If you already have imported your users, proceed to the following sections. If not, there are many ways to add users to your org. You can import them as described in Importing People or by individually adding them as described in Adding People. You can import users from your existing directories as well. Refer to Available Directory Integrations for information on importing users from Active Directory, LDAP, and other directories.

Add and use Groups

Okta Mobility Management security policies are configured and enforced at the group level. You cannot assign policies to individual users. You can add groups in Okta or use groups that you have imported from directories or apps. For more information about adding groups in Okta, refer to the Groups section in Manage People.
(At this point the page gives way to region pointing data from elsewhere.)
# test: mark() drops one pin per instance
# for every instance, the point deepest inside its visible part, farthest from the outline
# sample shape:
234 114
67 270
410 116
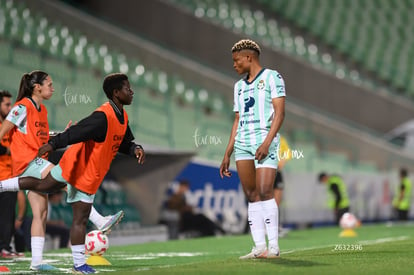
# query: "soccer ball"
96 243
348 221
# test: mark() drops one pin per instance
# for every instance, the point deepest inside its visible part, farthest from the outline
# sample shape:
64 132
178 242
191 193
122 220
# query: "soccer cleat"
83 269
111 221
10 254
255 253
273 252
42 267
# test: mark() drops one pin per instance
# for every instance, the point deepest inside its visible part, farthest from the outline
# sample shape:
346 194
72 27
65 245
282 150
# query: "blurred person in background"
338 195
402 198
188 219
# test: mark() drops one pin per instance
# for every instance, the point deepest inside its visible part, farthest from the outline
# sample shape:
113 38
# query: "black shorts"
278 184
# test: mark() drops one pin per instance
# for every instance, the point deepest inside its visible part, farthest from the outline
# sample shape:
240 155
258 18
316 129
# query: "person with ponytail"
28 127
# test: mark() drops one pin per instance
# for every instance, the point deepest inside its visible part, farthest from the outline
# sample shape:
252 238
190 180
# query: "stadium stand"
184 113
376 35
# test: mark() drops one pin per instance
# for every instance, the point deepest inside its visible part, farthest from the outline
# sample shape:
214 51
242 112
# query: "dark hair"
113 82
28 81
4 93
246 44
184 182
403 172
321 176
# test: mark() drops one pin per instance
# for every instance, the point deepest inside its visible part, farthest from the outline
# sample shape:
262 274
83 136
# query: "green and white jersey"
253 101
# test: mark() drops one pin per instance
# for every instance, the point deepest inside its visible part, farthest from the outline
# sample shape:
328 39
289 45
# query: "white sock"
78 254
271 217
96 218
256 223
9 185
37 250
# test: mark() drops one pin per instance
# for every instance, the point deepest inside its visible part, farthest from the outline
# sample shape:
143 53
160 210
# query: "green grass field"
377 249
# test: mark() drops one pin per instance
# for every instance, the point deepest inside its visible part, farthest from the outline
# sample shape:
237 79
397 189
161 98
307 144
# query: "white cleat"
255 253
111 221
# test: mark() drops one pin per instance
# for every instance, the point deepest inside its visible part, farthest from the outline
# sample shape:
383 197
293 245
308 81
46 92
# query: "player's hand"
140 155
44 150
261 152
224 168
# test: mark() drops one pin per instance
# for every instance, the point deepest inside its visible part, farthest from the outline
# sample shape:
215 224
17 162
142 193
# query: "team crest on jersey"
261 85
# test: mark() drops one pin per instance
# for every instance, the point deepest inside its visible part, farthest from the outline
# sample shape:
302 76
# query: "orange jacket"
24 147
85 164
5 160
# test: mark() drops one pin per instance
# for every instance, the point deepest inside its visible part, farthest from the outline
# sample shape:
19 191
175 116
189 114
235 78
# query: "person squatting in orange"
96 140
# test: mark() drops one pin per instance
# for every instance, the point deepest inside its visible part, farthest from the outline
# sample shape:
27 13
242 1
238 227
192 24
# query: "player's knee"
266 195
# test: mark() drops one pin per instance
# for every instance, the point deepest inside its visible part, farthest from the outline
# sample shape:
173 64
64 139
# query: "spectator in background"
188 219
401 201
7 200
338 195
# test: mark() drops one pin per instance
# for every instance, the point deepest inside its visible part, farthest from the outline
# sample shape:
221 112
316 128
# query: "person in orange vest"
7 200
95 141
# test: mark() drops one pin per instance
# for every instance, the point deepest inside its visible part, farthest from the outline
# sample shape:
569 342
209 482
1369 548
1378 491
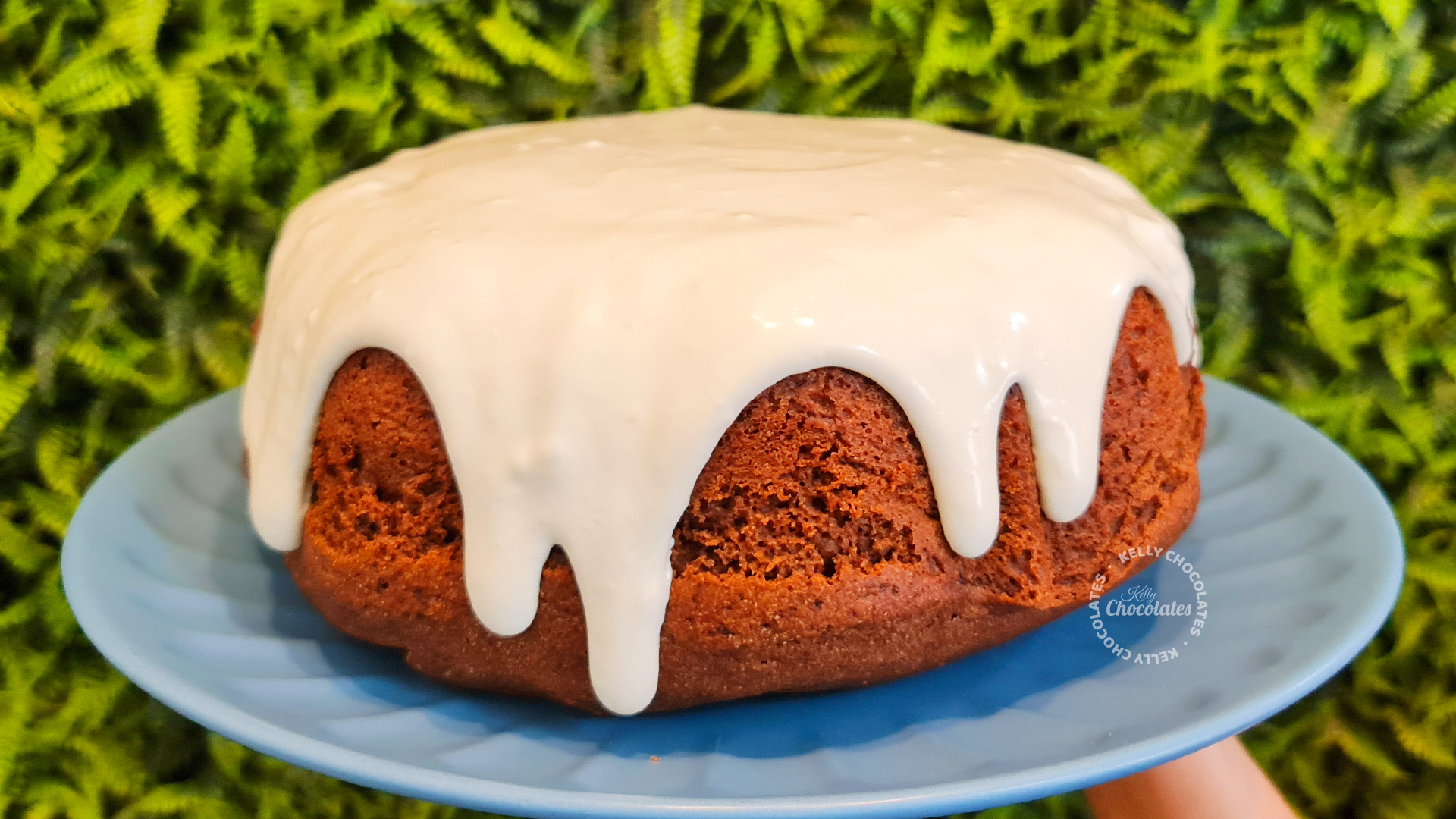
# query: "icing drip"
590 303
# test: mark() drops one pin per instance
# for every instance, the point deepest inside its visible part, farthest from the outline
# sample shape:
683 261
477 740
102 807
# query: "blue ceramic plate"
1296 554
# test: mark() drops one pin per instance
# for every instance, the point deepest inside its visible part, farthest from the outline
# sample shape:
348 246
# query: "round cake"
655 410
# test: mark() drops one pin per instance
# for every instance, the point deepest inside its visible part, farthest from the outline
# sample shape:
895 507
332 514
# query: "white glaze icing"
590 303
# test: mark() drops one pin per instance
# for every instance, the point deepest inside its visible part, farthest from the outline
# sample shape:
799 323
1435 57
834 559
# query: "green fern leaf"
180 107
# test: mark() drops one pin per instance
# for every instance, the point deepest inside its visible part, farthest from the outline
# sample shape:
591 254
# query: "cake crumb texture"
810 554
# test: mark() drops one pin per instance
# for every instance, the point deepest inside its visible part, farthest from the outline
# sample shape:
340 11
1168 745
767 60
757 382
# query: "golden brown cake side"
810 556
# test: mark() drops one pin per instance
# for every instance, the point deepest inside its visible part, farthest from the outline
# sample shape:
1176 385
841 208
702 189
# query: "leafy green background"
150 149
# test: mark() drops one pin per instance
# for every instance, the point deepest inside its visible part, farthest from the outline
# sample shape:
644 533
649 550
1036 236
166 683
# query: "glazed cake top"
588 305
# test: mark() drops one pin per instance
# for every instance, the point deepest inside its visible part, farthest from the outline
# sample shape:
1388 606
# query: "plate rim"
220 716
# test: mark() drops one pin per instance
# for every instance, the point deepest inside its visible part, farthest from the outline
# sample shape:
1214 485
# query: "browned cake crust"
810 556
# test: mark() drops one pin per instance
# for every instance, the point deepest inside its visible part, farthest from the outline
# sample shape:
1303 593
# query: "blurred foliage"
149 150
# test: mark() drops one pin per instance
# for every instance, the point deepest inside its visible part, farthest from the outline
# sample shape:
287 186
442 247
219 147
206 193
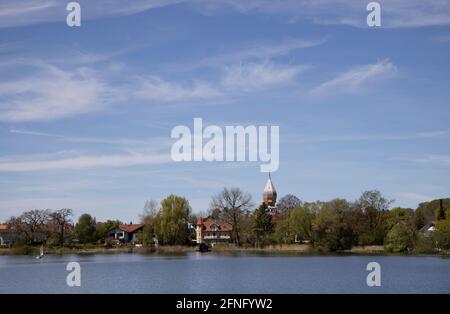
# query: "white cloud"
250 76
260 51
298 138
412 196
47 92
352 81
28 12
42 162
395 13
152 88
433 159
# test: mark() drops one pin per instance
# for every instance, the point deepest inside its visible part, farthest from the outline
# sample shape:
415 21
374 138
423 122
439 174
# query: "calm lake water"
218 273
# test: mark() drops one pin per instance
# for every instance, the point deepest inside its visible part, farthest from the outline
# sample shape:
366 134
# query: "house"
126 233
211 231
6 234
429 228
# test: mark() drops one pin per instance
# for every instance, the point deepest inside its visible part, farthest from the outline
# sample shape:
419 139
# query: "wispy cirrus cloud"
153 88
395 13
28 12
352 80
413 196
298 138
154 143
45 92
75 161
251 76
258 52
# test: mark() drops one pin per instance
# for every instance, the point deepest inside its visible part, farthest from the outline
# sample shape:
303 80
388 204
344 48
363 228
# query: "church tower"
270 195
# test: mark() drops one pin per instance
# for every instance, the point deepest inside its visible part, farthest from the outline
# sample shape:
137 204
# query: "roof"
131 227
269 188
208 225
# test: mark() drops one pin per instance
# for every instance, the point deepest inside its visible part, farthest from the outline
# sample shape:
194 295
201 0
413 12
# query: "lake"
223 273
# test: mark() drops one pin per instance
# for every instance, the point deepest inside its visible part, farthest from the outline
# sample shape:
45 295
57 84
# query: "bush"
442 234
399 239
424 244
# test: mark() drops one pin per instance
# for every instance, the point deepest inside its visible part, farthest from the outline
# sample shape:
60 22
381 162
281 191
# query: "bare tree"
33 223
288 202
150 210
61 219
232 204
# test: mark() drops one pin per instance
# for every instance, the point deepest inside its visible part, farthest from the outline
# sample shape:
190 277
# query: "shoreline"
298 249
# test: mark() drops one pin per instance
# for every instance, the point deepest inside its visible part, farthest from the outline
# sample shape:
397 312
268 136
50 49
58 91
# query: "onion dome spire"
269 194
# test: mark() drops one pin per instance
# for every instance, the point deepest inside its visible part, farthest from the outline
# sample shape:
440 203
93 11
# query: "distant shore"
302 249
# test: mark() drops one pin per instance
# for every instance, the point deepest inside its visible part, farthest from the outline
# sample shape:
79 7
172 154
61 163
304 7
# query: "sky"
86 112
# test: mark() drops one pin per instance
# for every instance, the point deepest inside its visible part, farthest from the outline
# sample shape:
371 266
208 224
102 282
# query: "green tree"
294 225
400 238
171 221
61 219
232 205
431 208
399 214
333 226
86 228
371 217
287 203
103 228
262 223
442 234
440 215
148 219
419 219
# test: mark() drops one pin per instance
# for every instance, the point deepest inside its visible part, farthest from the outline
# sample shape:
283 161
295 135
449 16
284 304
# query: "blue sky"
86 113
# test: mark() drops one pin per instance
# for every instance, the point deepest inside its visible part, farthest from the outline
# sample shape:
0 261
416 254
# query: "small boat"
41 253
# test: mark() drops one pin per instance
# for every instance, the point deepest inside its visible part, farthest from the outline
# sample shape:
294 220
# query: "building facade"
211 231
126 233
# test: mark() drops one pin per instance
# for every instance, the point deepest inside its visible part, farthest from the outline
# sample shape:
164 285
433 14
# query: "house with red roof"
127 233
212 231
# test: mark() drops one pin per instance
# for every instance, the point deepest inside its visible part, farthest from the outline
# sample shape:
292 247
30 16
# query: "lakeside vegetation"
364 226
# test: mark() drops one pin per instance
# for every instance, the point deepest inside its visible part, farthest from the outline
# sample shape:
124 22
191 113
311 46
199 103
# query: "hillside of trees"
333 225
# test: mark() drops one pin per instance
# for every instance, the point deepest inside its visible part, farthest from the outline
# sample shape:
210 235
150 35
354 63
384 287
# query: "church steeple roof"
269 193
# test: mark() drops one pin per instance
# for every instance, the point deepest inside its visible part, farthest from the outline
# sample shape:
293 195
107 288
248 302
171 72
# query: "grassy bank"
304 249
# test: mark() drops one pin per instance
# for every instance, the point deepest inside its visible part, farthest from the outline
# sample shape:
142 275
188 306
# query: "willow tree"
171 222
232 205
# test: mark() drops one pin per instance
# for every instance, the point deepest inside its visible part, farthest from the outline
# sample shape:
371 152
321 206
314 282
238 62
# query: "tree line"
333 225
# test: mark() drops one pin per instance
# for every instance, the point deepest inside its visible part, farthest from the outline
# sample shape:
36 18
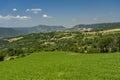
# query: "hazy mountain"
95 27
5 32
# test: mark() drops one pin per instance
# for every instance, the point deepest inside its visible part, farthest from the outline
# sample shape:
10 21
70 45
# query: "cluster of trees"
62 41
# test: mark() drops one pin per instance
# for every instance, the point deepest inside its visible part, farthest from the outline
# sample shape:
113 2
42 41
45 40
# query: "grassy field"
62 66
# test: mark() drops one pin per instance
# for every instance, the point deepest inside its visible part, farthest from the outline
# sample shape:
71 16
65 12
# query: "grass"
62 66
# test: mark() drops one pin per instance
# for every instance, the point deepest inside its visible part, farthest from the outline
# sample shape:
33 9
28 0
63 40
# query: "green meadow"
62 66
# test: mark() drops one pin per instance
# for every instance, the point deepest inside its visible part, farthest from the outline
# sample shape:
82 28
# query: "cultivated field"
62 66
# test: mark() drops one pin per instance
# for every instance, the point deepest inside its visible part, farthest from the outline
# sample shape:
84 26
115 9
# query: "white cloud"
35 10
9 17
14 9
46 16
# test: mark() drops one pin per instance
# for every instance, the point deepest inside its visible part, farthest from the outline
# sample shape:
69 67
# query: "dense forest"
79 42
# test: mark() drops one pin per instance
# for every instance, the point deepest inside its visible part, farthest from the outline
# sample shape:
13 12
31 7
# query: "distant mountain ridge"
95 27
9 32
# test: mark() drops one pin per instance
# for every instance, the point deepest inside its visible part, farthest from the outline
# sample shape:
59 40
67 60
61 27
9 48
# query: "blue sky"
27 13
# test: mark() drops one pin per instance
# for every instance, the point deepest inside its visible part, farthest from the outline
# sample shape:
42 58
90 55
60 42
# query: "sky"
68 13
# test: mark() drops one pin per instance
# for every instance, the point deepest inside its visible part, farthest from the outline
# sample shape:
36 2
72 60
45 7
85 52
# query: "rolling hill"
9 32
95 27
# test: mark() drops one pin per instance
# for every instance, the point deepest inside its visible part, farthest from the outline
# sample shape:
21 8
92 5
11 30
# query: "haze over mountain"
9 32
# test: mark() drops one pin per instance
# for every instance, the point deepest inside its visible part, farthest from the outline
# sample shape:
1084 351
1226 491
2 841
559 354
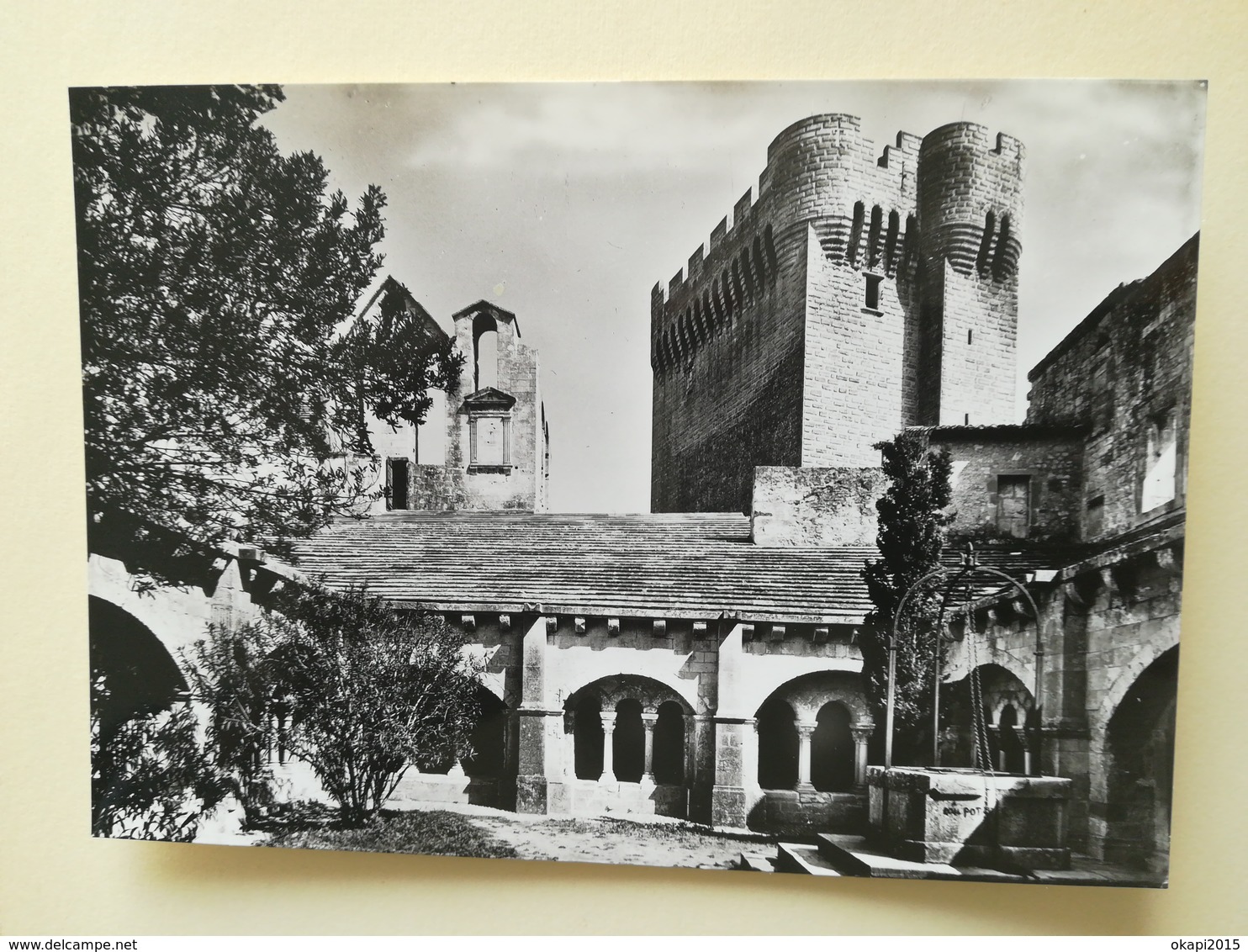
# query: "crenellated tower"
970 206
858 292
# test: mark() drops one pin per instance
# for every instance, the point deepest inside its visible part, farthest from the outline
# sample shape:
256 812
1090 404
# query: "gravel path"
621 841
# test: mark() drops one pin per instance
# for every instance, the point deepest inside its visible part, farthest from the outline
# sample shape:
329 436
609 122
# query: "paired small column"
861 733
805 732
569 748
1025 743
648 720
608 748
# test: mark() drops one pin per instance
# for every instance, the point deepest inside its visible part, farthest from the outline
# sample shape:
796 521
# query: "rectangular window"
1103 397
873 292
1093 521
1161 458
490 438
397 483
1013 505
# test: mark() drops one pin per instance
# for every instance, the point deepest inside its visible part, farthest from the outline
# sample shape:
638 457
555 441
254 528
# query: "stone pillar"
805 730
737 743
648 720
690 763
569 760
608 748
1023 737
861 732
531 781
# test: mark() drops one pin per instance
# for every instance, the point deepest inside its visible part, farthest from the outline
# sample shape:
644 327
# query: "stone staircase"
840 855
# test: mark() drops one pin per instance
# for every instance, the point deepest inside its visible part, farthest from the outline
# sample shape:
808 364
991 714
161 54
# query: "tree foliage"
363 693
910 538
224 383
150 776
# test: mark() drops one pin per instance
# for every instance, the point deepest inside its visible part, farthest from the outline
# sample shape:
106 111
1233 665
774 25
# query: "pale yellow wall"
56 879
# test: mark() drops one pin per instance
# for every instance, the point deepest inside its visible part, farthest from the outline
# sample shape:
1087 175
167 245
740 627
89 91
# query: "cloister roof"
698 565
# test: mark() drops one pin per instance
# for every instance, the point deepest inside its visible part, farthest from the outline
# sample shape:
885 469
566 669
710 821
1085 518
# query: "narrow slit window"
855 234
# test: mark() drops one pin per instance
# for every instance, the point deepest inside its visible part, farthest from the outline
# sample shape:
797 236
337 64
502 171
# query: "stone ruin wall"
1126 364
765 351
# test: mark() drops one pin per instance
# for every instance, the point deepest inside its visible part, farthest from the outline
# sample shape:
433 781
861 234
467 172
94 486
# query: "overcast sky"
565 204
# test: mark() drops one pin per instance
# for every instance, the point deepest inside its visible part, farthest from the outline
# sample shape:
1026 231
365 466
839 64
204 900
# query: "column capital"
861 733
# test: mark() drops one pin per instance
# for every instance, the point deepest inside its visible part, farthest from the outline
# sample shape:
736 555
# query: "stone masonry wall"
809 505
970 208
458 484
822 322
737 384
1052 463
1124 368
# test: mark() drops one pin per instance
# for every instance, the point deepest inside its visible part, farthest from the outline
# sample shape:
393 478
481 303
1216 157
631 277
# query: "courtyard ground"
479 831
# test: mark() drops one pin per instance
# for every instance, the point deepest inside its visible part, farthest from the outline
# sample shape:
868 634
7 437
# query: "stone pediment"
488 399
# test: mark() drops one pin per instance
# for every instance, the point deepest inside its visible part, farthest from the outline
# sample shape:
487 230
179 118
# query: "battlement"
975 136
822 170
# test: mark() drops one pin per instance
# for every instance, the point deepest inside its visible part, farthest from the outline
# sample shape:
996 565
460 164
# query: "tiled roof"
674 565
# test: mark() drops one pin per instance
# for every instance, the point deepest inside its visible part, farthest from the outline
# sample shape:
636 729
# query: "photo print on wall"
854 548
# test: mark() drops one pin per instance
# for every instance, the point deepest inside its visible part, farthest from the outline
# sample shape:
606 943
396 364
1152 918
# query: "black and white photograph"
825 518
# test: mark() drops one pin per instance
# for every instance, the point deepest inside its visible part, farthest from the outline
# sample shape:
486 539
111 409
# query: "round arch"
807 694
632 705
135 669
1140 743
1146 655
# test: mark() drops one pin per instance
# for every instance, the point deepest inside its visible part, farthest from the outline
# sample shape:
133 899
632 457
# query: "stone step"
804 859
855 856
755 862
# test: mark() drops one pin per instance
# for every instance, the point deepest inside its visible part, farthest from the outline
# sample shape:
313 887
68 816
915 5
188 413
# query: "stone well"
970 817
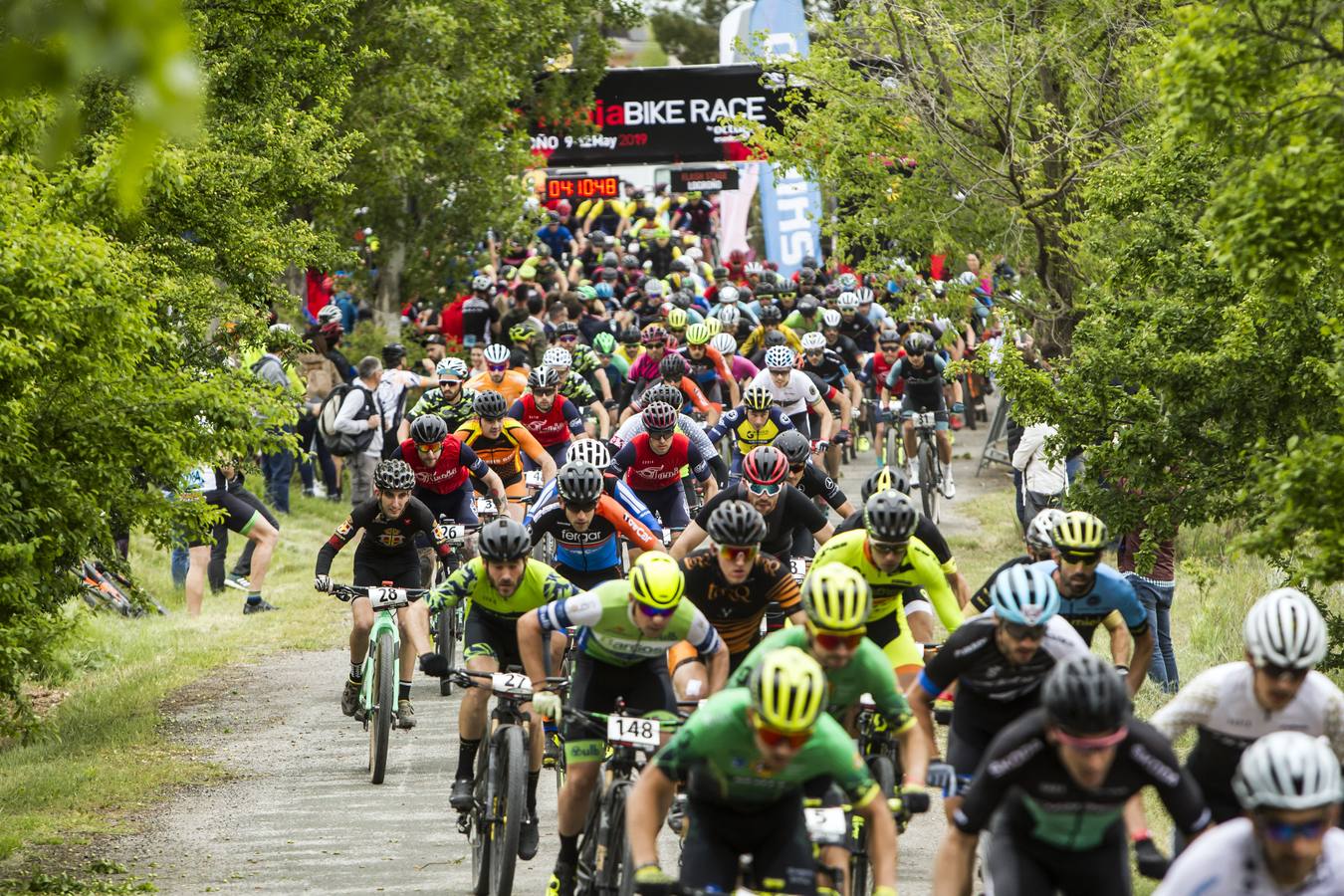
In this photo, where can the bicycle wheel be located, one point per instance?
(510, 804)
(380, 720)
(929, 484)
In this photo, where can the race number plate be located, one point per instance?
(629, 731)
(514, 684)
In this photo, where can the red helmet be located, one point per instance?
(765, 465)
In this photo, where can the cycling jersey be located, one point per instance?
(598, 547)
(737, 610)
(606, 626)
(550, 427)
(866, 673)
(745, 435)
(1221, 703)
(1229, 861)
(1023, 778)
(1110, 591)
(715, 754)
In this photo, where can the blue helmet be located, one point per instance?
(1025, 595)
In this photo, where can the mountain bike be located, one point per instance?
(378, 696)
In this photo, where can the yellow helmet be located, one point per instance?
(837, 598)
(1079, 531)
(787, 691)
(656, 580)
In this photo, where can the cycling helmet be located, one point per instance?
(1287, 770)
(837, 598)
(558, 357)
(737, 523)
(884, 479)
(452, 367)
(672, 367)
(889, 516)
(656, 580)
(780, 357)
(757, 398)
(579, 483)
(723, 342)
(588, 452)
(1079, 531)
(696, 335)
(490, 404)
(794, 446)
(765, 465)
(1085, 696)
(1024, 594)
(394, 476)
(789, 691)
(542, 377)
(1285, 629)
(659, 418)
(429, 429)
(504, 539)
(1040, 527)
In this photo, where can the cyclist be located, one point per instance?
(503, 583)
(625, 629)
(745, 757)
(922, 372)
(552, 418)
(1287, 784)
(652, 461)
(1090, 590)
(498, 376)
(500, 441)
(784, 507)
(889, 557)
(390, 520)
(586, 524)
(1052, 786)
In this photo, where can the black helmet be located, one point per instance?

For a complete overview of using groups in Okta, including detailed descriptions of importing groups from directories, refer to About Groups.

Pre-configure Managed Application Configuration

Okta can send pre-configured key-value pairs to all managed apps installed by Okta Mobility Management (OMM).

Mobile admins create a configuration field name, value, and data type when uploading to OMM. These values are sent to the managed apps when end users choose to install them.

Note: Not all apps support configuration of key-value pairs.

  1. From the Dashboard, select Applications > Application-name > Mobile.

  2. Click the Edit icon next to the application you want to preconfigure.

  3. In the Preconfigure section, click the Add keys (iOS) or View Keys (Android).

    Note: For Android for Work apps, keys have already been pre-populated; you can still view them as described later in this article.

    Screen Shot 2017-02-07 at 5.57.35 PM_536x463

  4. Enter the following (for Android for Work, these fields are read-only):

    • Key: The name of the key you want to pre-configure for the selected app.

    • Data Type: Either string, integer, boolean, or *multi (*Android for Work only).

    • Value: The value you want to pre-configure for that key. The value must match the Data Type.

      Screen Shot 2017-02-07 at 5.59.13 PM_599x254

    • Click Add Another to add more key / value pairs (iOS only).

    • Click Save.

Use Expression Language

Managed App Configuration supports light weight Expression Language. To send a user's username instead of a constant string, use appuser.userName. For details about using SpEL with Okta features, see Okta Expression Language.

End User Setup

After you have configured OMM, you must configure one or more Mobile Policies as described in Configuring Mobile Policies.

After you've set up your security policies, your users can sign in to Okta Mobile to enroll. For end-user enrollment instructions, see Okta Mobility Management - End User Setup .

Help end users understand their privacy status

Beginning with Okta Mobile 5.0 for iOS and 2.16.0 for Android, an enhanced enrollment flow helps your end-users understand their device privacy status when their device(s) are enrolled in OMM. This makes it easier for end users to distinguish private data from data that is company-accessible.

Admin Configuration

The following steps assume that you have enabled OMM and created one or more mobile policies. For details about creating policies for iOS or Android, see Configuring Mobile Policies.

Once you have enabled policies for your end-users, they will immediately be prompted with the following enrollment flow when they sign into Okta Mobile.

End User Configuration


End users have three options to proceed:

  • Get Started begins the end user enrollment of OMM.
  • Learn how we protect your privacy provides a list of admin accessible data on the end-user’s device, once connected, as shown below.
  • Skip allows users to come back later.


If the end user chooses to skip enrollment, they are immediately brought into their Okta App page. Selecting Learn More takes them back into the OMM starting page, allowing them another opportunity to enroll. This can also be accessed from the app Settings section of the app.


Once enrolled, end-users can view their device status from the Settings screen. From here, they can also re-enroll if they have previously un-enrolled from OMM.